En un arrêt, le tour est joué.

Target se démarque toutefois des autres détaillants à escompte grâce à son souci du design, sa grande force. Les vêtements sont bien coupés, les couleurs sont pimpantes. Ainsi, les jolis objets de la maison suscitent des impulsions d'achat même chez les personnes les plus raisonnables. Surtout que Target vend ses produits à des prix quasi imbattables.

Les journalistes économiques (dont je suis) voient toutefois d'un autre oeil l'arrivée de ce redoutable détaillant américain. Avec plus de 1750 magasins, dont 250 «hypermarchés» appelés SuperTarget, l'entreprise dispose d'un grand pouvoir d'achat. Tout en profitant d'économies d'échelle appréciables.
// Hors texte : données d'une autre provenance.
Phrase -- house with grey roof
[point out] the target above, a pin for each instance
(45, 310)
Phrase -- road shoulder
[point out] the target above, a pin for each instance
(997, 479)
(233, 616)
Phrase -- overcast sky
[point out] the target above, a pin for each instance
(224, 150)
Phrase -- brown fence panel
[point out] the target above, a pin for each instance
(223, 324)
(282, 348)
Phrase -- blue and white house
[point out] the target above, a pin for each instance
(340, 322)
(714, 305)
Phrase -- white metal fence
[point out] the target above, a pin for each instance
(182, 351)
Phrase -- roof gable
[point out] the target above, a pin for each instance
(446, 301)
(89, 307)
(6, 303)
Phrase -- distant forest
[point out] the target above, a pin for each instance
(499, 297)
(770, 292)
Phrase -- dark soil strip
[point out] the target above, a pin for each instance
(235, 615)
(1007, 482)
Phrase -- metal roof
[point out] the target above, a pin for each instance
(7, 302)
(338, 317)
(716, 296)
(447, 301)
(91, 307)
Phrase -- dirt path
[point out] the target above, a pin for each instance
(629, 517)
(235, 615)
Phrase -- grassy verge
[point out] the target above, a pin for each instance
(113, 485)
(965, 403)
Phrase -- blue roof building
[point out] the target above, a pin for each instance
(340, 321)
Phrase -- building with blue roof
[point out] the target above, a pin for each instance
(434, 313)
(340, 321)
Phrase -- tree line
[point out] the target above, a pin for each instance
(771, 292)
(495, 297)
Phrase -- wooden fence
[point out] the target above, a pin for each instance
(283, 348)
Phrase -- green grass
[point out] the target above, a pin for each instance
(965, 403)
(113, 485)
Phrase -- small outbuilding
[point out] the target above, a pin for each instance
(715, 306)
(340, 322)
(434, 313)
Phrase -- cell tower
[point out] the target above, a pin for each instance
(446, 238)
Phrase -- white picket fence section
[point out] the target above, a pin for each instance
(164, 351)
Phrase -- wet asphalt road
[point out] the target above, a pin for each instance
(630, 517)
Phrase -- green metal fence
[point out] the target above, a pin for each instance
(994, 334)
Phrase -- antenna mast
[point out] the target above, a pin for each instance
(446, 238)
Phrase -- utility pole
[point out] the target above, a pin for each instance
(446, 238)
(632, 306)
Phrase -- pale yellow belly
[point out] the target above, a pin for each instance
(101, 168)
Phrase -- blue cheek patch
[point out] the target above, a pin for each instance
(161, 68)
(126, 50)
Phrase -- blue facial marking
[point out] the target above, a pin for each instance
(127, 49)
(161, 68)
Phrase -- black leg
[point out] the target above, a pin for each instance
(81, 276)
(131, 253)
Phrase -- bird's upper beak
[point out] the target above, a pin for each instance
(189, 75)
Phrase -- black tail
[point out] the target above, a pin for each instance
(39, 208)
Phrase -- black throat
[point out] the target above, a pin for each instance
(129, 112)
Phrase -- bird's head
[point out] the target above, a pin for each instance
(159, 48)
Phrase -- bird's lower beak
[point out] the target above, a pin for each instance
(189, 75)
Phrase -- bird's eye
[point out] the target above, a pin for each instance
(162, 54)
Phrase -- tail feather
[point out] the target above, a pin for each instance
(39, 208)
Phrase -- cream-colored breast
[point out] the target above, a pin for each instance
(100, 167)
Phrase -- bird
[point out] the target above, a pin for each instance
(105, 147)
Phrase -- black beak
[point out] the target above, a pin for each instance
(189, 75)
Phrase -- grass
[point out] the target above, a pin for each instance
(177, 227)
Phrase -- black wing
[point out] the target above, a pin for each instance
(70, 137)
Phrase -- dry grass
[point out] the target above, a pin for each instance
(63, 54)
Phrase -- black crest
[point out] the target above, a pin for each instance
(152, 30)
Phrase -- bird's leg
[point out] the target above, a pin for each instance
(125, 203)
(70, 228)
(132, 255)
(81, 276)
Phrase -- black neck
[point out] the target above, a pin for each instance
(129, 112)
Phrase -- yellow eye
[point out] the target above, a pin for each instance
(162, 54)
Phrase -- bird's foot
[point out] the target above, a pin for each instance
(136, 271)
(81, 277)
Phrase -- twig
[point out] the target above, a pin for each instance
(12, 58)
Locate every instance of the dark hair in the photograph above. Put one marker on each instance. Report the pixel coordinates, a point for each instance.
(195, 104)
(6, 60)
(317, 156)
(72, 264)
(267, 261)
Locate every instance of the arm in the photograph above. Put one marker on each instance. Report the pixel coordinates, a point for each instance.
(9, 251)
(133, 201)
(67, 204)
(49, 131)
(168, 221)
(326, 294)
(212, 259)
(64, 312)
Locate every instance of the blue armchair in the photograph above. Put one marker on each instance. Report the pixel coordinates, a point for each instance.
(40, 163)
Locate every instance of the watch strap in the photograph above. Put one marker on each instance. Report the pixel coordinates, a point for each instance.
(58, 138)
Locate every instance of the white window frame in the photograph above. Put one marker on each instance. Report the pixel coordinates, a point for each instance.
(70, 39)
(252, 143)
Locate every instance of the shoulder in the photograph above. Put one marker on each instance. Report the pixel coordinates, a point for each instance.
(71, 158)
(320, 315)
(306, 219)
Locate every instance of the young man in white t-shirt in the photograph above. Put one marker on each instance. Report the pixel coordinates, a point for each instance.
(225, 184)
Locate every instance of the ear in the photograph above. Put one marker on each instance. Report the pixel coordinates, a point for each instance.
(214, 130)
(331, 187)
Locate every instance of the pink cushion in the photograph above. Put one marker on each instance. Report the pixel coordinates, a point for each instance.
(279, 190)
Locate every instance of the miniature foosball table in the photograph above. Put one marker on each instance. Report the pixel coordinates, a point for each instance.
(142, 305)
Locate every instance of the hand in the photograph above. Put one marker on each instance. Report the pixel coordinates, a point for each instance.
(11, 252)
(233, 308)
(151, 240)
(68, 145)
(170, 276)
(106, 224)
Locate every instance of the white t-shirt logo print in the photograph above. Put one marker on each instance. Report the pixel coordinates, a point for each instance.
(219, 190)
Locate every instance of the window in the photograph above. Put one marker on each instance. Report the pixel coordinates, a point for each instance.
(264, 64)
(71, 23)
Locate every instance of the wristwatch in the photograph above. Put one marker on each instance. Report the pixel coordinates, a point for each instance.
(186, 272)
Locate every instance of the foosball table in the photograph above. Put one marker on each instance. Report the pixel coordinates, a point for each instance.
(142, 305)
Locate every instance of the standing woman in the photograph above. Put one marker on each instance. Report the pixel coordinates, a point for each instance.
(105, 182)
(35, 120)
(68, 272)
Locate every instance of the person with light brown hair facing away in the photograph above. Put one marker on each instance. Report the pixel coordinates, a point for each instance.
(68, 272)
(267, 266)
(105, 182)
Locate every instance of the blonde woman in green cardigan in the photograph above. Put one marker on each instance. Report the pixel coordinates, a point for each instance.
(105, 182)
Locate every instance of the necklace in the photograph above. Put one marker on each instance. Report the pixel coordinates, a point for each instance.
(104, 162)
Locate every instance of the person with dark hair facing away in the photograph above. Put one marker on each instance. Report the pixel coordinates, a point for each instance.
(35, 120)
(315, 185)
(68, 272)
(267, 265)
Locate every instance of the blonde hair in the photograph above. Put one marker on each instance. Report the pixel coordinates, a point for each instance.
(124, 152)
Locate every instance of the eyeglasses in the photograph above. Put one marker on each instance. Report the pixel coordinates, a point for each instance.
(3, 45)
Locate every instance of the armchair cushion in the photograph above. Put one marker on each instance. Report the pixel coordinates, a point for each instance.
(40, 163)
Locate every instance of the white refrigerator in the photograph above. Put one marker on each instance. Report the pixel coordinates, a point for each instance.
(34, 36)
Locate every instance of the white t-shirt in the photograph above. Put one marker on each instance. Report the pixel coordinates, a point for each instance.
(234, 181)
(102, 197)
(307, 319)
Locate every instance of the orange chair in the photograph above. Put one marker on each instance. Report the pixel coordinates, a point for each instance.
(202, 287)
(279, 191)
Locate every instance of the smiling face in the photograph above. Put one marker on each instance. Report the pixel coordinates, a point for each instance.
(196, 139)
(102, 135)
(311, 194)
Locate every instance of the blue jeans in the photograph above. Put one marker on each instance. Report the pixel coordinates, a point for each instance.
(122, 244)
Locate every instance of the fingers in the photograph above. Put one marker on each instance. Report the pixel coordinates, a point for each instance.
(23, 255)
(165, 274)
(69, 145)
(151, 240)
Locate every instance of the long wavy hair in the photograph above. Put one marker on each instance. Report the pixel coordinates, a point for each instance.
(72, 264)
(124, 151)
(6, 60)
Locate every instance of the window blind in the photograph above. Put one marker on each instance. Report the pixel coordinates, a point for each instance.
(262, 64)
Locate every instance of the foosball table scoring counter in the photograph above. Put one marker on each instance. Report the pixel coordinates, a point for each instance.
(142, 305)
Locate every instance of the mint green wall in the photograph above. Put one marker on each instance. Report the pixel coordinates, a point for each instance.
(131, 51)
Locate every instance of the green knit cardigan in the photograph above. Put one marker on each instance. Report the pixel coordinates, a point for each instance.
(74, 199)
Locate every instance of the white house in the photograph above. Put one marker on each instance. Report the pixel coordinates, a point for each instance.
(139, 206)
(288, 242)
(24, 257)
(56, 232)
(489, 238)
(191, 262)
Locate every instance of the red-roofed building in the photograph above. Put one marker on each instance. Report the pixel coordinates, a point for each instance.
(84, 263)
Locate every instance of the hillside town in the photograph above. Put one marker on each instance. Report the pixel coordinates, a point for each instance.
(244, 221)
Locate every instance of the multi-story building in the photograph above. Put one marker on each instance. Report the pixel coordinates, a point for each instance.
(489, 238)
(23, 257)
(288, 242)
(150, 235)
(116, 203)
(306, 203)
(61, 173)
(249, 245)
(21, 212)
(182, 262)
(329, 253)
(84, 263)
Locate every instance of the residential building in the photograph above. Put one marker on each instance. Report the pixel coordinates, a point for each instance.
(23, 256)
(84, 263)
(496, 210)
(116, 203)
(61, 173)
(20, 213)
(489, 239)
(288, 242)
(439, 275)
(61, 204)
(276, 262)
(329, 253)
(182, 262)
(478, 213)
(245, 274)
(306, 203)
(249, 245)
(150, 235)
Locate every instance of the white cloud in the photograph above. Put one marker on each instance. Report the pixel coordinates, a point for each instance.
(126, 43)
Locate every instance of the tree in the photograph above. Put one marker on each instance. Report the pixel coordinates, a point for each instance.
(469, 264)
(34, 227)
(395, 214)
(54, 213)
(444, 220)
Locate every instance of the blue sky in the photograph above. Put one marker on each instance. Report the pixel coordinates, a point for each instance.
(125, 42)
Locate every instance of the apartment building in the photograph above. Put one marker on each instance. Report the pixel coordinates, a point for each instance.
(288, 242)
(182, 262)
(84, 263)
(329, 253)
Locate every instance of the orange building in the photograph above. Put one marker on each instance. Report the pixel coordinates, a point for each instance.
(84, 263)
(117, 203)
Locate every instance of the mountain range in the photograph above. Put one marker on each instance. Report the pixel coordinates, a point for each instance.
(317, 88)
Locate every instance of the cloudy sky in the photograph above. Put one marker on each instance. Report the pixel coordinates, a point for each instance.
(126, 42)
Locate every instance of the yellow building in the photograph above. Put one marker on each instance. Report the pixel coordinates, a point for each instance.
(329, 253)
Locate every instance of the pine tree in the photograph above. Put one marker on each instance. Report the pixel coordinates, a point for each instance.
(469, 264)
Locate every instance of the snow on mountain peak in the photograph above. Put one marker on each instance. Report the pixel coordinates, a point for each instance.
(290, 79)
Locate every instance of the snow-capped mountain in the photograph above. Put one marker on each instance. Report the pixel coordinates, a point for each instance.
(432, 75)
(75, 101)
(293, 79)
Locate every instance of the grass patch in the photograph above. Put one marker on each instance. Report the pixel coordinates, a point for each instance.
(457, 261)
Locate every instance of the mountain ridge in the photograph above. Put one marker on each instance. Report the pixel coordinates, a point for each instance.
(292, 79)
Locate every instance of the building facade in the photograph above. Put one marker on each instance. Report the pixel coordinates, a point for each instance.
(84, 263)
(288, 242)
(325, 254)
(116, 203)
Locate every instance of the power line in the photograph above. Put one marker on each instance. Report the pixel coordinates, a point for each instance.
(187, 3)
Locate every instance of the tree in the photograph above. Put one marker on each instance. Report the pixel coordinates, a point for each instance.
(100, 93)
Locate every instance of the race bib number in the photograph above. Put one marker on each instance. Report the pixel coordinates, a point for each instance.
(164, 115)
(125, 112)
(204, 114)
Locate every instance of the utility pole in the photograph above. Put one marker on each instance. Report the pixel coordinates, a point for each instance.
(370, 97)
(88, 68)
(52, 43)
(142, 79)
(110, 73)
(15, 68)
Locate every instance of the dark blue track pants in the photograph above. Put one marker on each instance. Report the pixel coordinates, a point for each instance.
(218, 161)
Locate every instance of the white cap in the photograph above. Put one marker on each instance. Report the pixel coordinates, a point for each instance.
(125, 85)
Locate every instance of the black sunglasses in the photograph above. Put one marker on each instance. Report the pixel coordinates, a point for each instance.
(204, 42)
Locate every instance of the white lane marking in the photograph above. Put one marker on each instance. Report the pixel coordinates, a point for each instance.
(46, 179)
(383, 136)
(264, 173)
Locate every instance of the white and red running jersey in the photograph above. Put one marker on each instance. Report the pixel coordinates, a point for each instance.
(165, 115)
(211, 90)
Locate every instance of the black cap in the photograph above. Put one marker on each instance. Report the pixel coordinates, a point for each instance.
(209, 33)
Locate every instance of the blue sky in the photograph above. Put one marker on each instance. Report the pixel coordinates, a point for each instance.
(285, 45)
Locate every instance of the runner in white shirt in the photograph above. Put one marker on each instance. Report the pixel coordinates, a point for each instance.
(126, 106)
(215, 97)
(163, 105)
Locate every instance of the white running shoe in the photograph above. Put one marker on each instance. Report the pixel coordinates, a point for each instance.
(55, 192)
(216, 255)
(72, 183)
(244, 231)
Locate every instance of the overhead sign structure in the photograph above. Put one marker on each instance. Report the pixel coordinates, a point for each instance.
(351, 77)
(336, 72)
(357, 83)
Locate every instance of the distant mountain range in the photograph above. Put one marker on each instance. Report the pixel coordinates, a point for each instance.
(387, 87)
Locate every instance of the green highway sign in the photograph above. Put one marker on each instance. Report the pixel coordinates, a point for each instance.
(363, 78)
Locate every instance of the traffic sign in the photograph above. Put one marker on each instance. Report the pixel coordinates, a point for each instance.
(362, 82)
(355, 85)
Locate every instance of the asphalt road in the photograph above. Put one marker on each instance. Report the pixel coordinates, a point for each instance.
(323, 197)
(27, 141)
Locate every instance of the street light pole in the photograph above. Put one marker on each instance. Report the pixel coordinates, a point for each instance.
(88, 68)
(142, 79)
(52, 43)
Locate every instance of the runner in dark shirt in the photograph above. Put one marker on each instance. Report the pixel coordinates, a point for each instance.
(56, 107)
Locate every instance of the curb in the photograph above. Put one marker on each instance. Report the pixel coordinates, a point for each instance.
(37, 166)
Par exemple, même si l'entreprise en est à sa première expansion à l'extérieur des États-Unis, Target a déjà sous-traité en Inde toutes ses activités de soutien informatique et administratif.

Les grandes chaînes comme Walmart et Sears sont habituées à composer avec Target. L'arrivée de ce détaillant du Minnesota ne fera que transposer une rivalité qui existe déjà aux États-Unis. Mais il en va autrement des chaînes régionales du Québec et du Canada. Ces chaînes ont de plus en plus de mal à rivaliser avec les grands détaillants étrangers qui s'implantent en Amérique du Nord.

L'arrivée du groupe suédois H&M et du détaillant espagnol Zara, entre autres, ont visiblement fait mal à Jacob, propriété de la famille de Joseph Basmaji. Cette enseigne omniprésente dans les centres commerciaux du Québec vient d'avoir recours à la protection des tribunaux.

Certains détaillants américains hésitent à entrer au Québec, effarouchés par son français et son code du travail. Cela semble être le cas de Pottery Barn, un détaillant américain qui a ouvert des magasins de meubles en Ontario, en Alberta, en Colombie-Britannique, mais pas au Québec.

Les détaillants québécois n'auront toutefois pas cette chance avec Target. L'entreprise n'entend pas contourner la Belle Province, alors qu'elle ouvrira entre 100 et 150 magasins Target sur les emplacements d'anciens Zellers d'ici trois ans. Mais elle y mettra le temps pour s'assurer que toute sa signalisation et ses produits s'affichent en français, précise Lina Michaud, porte-parole de Target, jointe au siège social de Minneapolis.

Quel parent achètera pour sa fille un maillot de bain à 35$ chez Clément ou chez Sports Experts quand il peut en trouver un super mignon à 12$ chez Target? Les détaillants canadiens devront offrir un service exceptionnel, et peut-être même abaisser leurs prix, pour conserver leurs clients. Et encore là, la partie n'est pas jouée.

Personne ne veut être la cible de Target.